The cottage, built in the 19th century, is known as Talbot Cottage. It is of rendered brick construction with a cornice in brick with dentil detailing. The windows date to the 20th century. The complex of pub, cottage and flat were granted statutory protection by Historic England on 1 February 1967. They are currently protected as a single grade II listed building, under the name Talbot Cottage. The pub won the Campaign for Real Ale's Shakespeare regional pub of the year award in 2020.

== 2021 fire ==
The pub and flat suffered a "ferocious" fire from around 2:30 pm on 17 April 2021. The landlords, who had operated the pub since 2015, lived in the flat and were en-route to a holiday when the fire broke out. The pub had yet to re-open following the COVID-19 lockdowns.
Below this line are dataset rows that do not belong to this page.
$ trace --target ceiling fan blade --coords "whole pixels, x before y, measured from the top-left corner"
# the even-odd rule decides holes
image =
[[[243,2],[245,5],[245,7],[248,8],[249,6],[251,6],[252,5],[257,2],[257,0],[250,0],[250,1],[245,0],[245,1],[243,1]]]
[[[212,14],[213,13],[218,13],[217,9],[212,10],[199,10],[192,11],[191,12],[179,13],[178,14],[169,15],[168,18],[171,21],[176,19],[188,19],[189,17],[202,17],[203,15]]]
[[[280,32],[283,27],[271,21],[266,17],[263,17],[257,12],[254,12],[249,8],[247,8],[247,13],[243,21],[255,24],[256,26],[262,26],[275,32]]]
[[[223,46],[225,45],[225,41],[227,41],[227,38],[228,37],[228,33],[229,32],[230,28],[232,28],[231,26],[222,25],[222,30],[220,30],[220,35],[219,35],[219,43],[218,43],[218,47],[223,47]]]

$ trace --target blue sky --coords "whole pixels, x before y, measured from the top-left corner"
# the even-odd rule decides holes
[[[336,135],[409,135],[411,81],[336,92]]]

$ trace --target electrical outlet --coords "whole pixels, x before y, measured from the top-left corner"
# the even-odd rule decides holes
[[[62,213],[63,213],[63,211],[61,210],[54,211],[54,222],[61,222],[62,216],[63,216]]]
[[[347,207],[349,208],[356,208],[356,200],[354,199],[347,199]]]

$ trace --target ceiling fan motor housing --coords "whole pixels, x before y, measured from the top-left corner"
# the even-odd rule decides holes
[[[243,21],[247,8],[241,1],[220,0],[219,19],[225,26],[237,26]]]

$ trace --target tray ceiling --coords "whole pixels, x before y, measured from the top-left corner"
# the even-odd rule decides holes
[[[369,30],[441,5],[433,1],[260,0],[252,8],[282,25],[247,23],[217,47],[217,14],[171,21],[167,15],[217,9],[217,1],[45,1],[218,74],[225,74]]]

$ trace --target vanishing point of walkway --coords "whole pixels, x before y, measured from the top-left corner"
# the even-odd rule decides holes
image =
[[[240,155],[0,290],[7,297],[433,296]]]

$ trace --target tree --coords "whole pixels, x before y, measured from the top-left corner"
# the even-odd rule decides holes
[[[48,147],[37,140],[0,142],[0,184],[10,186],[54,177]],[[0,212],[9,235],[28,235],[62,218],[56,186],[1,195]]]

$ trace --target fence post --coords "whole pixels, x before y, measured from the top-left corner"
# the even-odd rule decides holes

Seven fire crews from the Warwickshire, Hereford and Worcestershire and West Midlands fire and rescue services responded to the blaze and several roads were closed to facilitate firefighting. The interior of the building was destroyed and much of the roof collapsed. Firefighters were able to prevent the blaze from spreading to adjacent structures, though some suffered smoke and water damage rendering them temporarily uninhabitable. The cause of the fire is unknown and a full investigation was not able to be carried out by the fire service due to the building's poor structural condition.

After the fire little work was carried out except for the erection of some scaffolding and the building left open to the elements. Stratford-on-Avon District Council took enforcement action against the owner, believed to reside in Birmingham, by January 2022. Some initial clean-up works were carried out in August 2022 but there has been little other progress on site and the building remains without a roof.